Singapore on Thursday officially opened the largest energy storage system in Southeast Asia as part of the city-state's efforts to guarantee energy security amid the global energy crisis and transition toward clean energy.

The Sembcorp Energy Storage System, which started operations in December last year, has a maximum storage capacity of 285 megawatt hours.
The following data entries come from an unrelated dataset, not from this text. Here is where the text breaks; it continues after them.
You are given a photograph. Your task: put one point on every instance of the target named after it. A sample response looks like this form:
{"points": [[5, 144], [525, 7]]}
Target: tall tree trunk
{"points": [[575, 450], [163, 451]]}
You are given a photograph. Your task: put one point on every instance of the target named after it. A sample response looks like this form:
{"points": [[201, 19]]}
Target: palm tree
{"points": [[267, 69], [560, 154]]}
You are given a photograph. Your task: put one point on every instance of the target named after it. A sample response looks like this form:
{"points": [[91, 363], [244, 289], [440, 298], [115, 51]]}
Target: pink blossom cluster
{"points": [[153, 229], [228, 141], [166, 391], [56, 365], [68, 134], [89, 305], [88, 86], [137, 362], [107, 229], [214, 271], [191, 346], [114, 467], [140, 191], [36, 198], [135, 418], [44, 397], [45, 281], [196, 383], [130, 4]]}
Its operator opened the completed site to the media and held a launch ceremony Thursday.

Photo shows workers checking the Sembcorp Energy Storage System on Singapore's Jurong Island on Feb. 2, 2023. (Kyodo)
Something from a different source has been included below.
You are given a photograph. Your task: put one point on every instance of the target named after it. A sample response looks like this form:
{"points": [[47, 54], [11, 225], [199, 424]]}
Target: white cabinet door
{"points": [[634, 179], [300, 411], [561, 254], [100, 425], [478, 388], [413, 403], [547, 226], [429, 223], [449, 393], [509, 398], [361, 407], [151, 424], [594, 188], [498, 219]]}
It is designed to store surplus power that can be delivered to the grid to mitigate solar intermittency caused by changing weather conditions in Singapore's tropical climate.

The giant lithium iron phosphate batteries located in container-like structures are located on two sites spanning two hectares of land on Jurong Island, a man-made island that houses Singapore's petrochemical complex.
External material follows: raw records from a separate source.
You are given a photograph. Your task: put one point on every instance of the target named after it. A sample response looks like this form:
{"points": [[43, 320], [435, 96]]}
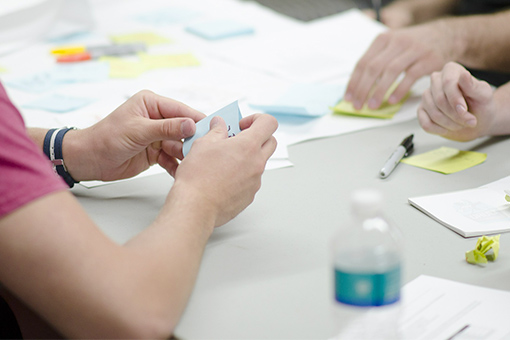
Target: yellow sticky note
{"points": [[385, 111], [480, 254], [149, 38], [156, 61], [121, 68], [446, 160]]}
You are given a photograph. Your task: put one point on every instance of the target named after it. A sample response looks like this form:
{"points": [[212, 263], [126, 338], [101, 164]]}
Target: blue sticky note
{"points": [[61, 74], [219, 29], [167, 16], [37, 83], [307, 100], [230, 114], [58, 103]]}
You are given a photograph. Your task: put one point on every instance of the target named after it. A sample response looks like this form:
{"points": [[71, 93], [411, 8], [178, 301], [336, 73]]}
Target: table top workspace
{"points": [[267, 274]]}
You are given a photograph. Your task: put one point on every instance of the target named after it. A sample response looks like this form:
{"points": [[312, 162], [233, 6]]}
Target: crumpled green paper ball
{"points": [[480, 254]]}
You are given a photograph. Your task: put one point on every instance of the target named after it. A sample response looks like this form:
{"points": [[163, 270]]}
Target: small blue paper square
{"points": [[219, 29], [307, 100], [230, 114], [58, 103]]}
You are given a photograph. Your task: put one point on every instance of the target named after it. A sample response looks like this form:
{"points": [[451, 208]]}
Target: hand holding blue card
{"points": [[230, 114]]}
The new energy storage facility allows Singapore to achieve its 200 MWh energy storage target.

Amid the global energy crisis, the government appointed Sembcorp Industries to build the facility in June last year. It is the fastest deployment in the world of an energy storage system of its size, Sembcorp Industries and the Energy Market Authority said in a statement.

Aside from enabling the scaling up of solar power, the facility "can also be used to store energy to provide reserves to the power grid," Tan See Leng, Singapore's manpower minister, said at the ceremony. "It's a key solution in terms of enhancing our energy security and our grid resiliency."

More than 95 percent of Singapore's electricity supply currently comes from imported natural gas but the city state has been trying to diversify its energy mix, especially through solar.

In 2021, Singapore unveiled one of the world's largest floating solar panel farms, spanning an area equivalent to 45 football fields. It is able to power five local water treatment plants and contribute to the national goal of quadrupling solar energy deployment by 2025.